[Technology Report]
The Multicore Era Seeks A Parallel Paradigm
Scalability, simpler debugging, and easier coding are essential to developing a successful parallel-programming approach.
Parallel programming is hard. But debugging it is even harder. Unfortunately, taking advantage of multicore solutions like Intel’s 80-core TeraScale prototype will require some type of parallel-programming technique (Fig. 1).
The first challenge is to find parallelism that can be exploited. The next is using a tool to exploit the parallelism. Another goal is bug-free code. Parallel programming opens the door to a range of more complex bugs, though, and time becomes even more critical. Finally, there’s the issue of targeting the host platform with these tools.
At this point, generic solutions don’t exist because of the range of multicore hardware. Tools primarily target only one class of hardware or even one vendor’s hardware. Programmers typically push these jobs off to the operating system or runtime. Eventually, though, parallel-programming constructs will make it into mainstream programming languages. Either way, developers will need multicore solutions to take advantage of performance improvements, since singlecore scaling is no longer an option in pushing the limits.
LET THE OPERATING SYSTEM DO IT Pushing the job of managing coarse-grain parallelism onto the operating system is a common task and easy to do. It works well if there’s a large number of programs, or if those programs are taking advantage of multiple cores. This requires no modification of the applications, but it’s of less value if there isn’t enough programs to exploit the hardware.
Server environments typically can have program loads that use the target hardware. Likewise, embedded application designers can latch onto virtual-machine (VM) products like Trango’s Hypervisor, Green Hills Software’s Integrity, VmWare’s namesake, and KVM or Xen on Linux to manage multicore solutions. These tools allow for better management and debugging of programs and systems in addition to providing features like load leveling.
VM architectures potentially open up other avenues for programmers. Thin operating systems or programs running alone in a VM may be given access to features previously restricted to the operating system, such as virtual memory management and peripheral access.
Virtual memory management could enable programmers to manage memory and interprocess and intra-application communication more effectively. For multicore utilization, communication is key to good use of the system. The big question is whether programming languages or runtimes will take this approach.

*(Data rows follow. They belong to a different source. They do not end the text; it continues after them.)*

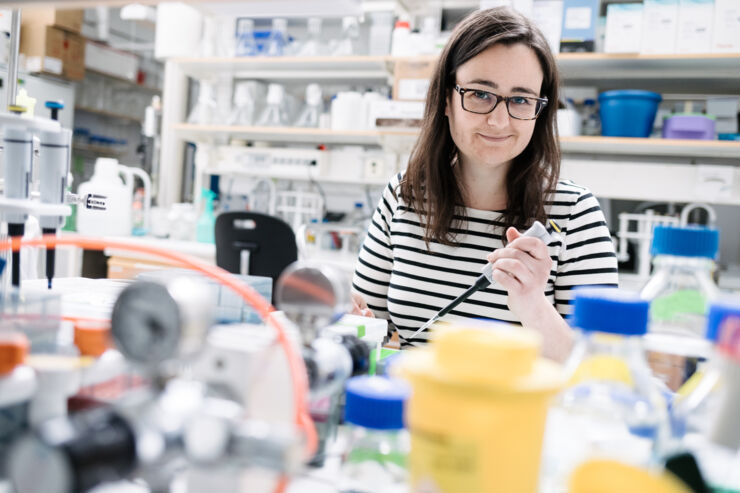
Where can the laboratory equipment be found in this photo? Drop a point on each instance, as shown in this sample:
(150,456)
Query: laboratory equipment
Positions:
(628,113)
(278,38)
(545,233)
(17,163)
(312,46)
(206,225)
(274,114)
(679,292)
(378,444)
(313,296)
(689,126)
(478,431)
(206,108)
(612,407)
(246,44)
(17,386)
(246,97)
(116,182)
(54,159)
(347,44)
(311,112)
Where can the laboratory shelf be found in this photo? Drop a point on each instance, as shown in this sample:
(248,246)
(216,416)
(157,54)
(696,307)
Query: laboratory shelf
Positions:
(289,134)
(108,114)
(288,67)
(650,147)
(301,173)
(128,82)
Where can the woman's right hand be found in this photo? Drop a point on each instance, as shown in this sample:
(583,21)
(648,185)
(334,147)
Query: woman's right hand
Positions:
(359,307)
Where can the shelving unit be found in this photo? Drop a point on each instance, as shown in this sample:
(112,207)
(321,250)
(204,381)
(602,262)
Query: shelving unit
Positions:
(288,134)
(703,73)
(108,114)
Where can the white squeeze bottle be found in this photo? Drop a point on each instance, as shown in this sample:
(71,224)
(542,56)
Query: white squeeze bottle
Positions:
(116,219)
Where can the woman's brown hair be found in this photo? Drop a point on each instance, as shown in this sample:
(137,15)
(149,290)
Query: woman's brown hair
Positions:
(429,185)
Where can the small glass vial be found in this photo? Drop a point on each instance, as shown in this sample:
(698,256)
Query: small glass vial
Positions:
(378,442)
(612,408)
(680,291)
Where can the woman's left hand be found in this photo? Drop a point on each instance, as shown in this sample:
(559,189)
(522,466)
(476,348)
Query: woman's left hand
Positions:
(522,268)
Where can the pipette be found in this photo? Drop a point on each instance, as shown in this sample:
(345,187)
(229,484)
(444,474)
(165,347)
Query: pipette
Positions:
(537,230)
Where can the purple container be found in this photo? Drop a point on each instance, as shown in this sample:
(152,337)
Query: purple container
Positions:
(698,127)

LET THE RUNTIME DO IT After VMs, runtimes are the most common method for exploiting multicore environments. Platforms like Intel’s Threading Building Blocks (TBB) require developers to explicitly use exposed function calls to utilize the runtime.

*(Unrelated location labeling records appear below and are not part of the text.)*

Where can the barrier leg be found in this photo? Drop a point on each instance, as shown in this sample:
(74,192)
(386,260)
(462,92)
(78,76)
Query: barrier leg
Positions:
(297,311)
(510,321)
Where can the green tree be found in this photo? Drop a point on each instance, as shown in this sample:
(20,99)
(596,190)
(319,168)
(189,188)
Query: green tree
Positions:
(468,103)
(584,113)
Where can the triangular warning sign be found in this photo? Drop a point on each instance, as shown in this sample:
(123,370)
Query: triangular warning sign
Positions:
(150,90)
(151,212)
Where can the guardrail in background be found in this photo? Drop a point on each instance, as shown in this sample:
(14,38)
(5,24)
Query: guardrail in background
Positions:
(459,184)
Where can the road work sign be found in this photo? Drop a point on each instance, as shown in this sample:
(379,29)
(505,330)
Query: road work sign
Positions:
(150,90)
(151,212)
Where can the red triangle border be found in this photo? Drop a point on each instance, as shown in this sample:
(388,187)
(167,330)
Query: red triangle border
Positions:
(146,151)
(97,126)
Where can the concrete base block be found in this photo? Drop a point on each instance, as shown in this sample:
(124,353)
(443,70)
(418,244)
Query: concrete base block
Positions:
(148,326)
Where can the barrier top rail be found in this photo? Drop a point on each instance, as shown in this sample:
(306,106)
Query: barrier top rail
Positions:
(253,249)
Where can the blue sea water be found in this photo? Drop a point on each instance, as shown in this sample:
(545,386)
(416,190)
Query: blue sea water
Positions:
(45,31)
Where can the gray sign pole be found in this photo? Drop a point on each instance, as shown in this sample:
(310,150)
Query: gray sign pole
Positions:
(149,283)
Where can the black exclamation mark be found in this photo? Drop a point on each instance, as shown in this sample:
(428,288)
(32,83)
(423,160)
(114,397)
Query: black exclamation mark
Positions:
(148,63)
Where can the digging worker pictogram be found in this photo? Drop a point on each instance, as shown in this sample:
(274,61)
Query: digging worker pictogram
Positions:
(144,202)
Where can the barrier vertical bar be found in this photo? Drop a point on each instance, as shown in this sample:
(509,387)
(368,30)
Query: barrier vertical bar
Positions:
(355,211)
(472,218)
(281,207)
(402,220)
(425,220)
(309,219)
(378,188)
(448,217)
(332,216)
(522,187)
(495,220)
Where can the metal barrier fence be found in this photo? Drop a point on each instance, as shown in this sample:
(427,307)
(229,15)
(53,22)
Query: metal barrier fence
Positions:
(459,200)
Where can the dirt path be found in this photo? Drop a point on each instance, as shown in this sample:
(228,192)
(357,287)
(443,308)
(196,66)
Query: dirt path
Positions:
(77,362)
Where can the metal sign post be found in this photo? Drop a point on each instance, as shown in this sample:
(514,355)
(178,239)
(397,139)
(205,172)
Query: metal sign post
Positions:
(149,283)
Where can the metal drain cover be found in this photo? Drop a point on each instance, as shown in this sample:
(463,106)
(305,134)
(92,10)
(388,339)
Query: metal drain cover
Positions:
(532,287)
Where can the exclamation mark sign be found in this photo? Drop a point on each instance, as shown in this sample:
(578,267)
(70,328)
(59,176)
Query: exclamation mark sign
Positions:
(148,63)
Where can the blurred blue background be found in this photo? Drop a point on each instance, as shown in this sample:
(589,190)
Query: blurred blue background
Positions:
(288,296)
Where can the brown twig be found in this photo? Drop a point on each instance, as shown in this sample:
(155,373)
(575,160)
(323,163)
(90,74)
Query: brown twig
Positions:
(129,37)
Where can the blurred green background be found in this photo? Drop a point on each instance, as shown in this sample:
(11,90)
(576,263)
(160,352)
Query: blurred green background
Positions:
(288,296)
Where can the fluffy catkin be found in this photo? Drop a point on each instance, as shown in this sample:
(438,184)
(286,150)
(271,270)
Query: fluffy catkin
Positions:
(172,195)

This approach forces developers to determine the type and utilization of parallelism in an application and meld it with the runtime. In turn, the runtime will also need to manage parallelism. The functional interface can help narrow the scope for finding parallelism that may put the onus on the programmer to use the right function.
Usually, the interface is implemented to the runtime strictly through function or class definitions, though customizing a compiler offers advantages as well. TBB employs a typical interface, much like the following definition for the parallel_do function:
template<typename InputIterator, typename Body> void parallel_do( InputIterator first, InputIterator last, Body body );
In general, parallel processing deals with data or control parallelism. The above definition takes advantage of TBB’s C++ support and C++ templates. Specifically, TBB addresses data parallelism over large data sets, such as matrices or streams of data.

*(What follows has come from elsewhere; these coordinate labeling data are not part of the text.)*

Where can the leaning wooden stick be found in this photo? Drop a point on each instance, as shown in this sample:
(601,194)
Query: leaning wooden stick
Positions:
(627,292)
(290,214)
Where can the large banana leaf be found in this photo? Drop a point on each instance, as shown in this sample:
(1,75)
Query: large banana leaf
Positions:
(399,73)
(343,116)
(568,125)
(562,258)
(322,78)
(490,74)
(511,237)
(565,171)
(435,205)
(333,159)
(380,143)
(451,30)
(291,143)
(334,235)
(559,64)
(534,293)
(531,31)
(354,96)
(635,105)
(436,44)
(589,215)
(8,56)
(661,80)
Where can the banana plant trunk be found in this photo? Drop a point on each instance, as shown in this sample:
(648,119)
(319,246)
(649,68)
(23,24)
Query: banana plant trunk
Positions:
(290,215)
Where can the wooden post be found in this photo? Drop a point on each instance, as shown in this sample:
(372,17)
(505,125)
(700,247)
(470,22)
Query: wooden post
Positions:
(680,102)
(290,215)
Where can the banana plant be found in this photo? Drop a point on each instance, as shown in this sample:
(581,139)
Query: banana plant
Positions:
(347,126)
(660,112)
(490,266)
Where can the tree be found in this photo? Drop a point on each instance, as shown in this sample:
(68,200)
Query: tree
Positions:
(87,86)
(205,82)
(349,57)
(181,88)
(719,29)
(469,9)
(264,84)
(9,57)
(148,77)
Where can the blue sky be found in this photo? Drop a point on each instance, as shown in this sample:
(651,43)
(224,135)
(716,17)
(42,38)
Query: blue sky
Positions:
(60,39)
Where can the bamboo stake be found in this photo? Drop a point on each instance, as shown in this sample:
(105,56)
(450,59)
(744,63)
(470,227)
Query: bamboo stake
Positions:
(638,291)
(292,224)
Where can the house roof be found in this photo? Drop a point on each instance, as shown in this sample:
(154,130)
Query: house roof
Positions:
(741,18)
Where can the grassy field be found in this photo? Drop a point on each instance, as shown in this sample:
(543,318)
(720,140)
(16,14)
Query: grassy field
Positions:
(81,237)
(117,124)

Microsoft’s Concurrency and Coordination Runtime (CCR) (see “Software Frameworks Tackle Load Distribution” at www.elecronicdesign.com, ED Online 18813), which was released with Microsoft’s Robotics Studio (see “MS Robotics Studio,” ED Online 16631), also uses a functional interface and addresses control parallelism. In this case, CCR helps optimize asynchronous communication between threads that may be distributed among multicore platforms or even across networks.
As with any runtime, programmers must account for a mindset and an underlying architecture. They work with it all the time, since applications rarely are completely standalone or written solely by a single programmer. Consequently, there’s at least some level of black-box isolation within an application. On the other hand, complex frameworks like TBB or CCR require a good understanding of the underlying architecture.